Quando a política se transforma em espetáculo de bufonaria

Com a centralidade dos meios de comunicação, notadamente dos meios de comunicação centrados na imagem, na vida pública e na atividade política, a análise feita pelo militante político do maio de 1968, na França, pelo escritor e militante da Internacional Situacionista e Internacional Letrista - duas organizações políticas marxistas que lideraram aquele levante político -, Guy Debord, de que estaríamos vivendo a passagem para a sociedade do espetáculo, parece ter se tornado bastante acertada.

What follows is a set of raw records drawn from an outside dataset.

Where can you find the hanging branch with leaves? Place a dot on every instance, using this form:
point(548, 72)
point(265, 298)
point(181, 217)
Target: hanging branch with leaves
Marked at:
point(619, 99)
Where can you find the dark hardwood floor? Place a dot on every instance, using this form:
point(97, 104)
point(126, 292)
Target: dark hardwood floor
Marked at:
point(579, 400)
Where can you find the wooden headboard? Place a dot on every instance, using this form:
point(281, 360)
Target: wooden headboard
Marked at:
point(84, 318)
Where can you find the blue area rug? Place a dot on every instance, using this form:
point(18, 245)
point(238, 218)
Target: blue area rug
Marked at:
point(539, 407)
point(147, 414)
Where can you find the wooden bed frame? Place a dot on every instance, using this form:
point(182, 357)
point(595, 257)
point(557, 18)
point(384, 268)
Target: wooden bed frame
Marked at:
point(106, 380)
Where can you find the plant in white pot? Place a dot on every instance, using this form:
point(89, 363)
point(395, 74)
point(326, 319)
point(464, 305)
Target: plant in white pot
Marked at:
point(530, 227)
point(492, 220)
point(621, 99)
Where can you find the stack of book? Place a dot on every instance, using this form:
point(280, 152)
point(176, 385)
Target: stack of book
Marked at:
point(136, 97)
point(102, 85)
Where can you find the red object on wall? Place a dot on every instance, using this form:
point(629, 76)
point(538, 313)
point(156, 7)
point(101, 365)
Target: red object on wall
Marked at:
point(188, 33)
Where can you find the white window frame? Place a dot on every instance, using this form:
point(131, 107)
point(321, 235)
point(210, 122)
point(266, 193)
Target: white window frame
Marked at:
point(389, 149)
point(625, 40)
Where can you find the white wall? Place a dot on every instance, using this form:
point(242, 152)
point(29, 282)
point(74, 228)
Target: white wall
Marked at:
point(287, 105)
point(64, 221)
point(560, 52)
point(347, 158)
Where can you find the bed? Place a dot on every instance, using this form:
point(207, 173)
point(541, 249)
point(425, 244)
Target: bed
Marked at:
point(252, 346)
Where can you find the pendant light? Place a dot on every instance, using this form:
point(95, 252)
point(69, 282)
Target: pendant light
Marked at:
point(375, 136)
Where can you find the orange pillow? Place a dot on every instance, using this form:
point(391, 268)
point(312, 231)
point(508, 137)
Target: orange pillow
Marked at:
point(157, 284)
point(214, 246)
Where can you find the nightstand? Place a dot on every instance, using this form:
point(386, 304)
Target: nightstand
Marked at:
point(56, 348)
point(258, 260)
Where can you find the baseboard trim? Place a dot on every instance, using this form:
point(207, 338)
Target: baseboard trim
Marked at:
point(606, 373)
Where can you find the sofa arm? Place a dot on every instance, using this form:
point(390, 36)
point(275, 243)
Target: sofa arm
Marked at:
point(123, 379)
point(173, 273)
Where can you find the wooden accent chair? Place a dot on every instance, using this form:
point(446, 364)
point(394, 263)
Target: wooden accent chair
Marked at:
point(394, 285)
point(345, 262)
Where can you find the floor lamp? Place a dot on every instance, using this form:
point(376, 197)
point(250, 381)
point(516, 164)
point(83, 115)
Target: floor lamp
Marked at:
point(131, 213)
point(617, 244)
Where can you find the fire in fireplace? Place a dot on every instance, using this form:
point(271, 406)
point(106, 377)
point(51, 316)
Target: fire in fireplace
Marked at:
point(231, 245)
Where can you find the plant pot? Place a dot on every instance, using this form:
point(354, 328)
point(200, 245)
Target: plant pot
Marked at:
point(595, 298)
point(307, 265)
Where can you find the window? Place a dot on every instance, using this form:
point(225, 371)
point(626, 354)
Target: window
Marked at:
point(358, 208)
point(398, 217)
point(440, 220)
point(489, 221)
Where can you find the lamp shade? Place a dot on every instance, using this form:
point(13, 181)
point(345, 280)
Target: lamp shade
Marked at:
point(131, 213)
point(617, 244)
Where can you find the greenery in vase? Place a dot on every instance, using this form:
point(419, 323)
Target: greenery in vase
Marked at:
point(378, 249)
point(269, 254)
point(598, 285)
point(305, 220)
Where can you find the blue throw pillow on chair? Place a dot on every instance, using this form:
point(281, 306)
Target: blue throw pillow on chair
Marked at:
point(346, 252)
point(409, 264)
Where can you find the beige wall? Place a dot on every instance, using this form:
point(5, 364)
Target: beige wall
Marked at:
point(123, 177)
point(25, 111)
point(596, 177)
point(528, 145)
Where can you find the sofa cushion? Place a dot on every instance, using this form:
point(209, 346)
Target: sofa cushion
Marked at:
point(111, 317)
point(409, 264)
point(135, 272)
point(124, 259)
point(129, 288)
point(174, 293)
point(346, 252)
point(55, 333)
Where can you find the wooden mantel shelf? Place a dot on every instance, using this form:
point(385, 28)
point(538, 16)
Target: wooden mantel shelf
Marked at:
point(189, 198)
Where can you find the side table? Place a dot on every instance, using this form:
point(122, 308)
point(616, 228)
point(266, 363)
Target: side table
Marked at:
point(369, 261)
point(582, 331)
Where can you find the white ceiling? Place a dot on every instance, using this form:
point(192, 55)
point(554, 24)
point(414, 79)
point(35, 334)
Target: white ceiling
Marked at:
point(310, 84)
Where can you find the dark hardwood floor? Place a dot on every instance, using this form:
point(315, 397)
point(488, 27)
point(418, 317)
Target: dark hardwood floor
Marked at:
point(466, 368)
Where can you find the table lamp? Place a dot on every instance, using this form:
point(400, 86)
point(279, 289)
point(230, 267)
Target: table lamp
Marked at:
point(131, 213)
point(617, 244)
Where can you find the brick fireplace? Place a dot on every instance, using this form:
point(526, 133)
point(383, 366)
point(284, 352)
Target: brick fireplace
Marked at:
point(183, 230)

A eleição presidencial norte-americana, realizada no ano de 1960, que confrontou o candidato do Partido Republicano, Richard Nixon e o candidato do Partido Democrata, John Fitzgerald Kennedy, teria sido o ponto de virada, um marco na importância cada vez maior da performance dos candidatos frente aos meios de comunicação para o desempenho eleitoral. Aquela campanha inaugurou o decisivo debate final entre os oponentes, transmitido em cadeia nacional de redes de televisão. As candidaturas passaram a lançar mão de estratégias de marketing, de propaganda, centradas na produção visual e midiática de uma persona, de um personagem, que não necessariamente tem apoio no que é o candidato em sua materialidade real e em sua plataforma verdadeira.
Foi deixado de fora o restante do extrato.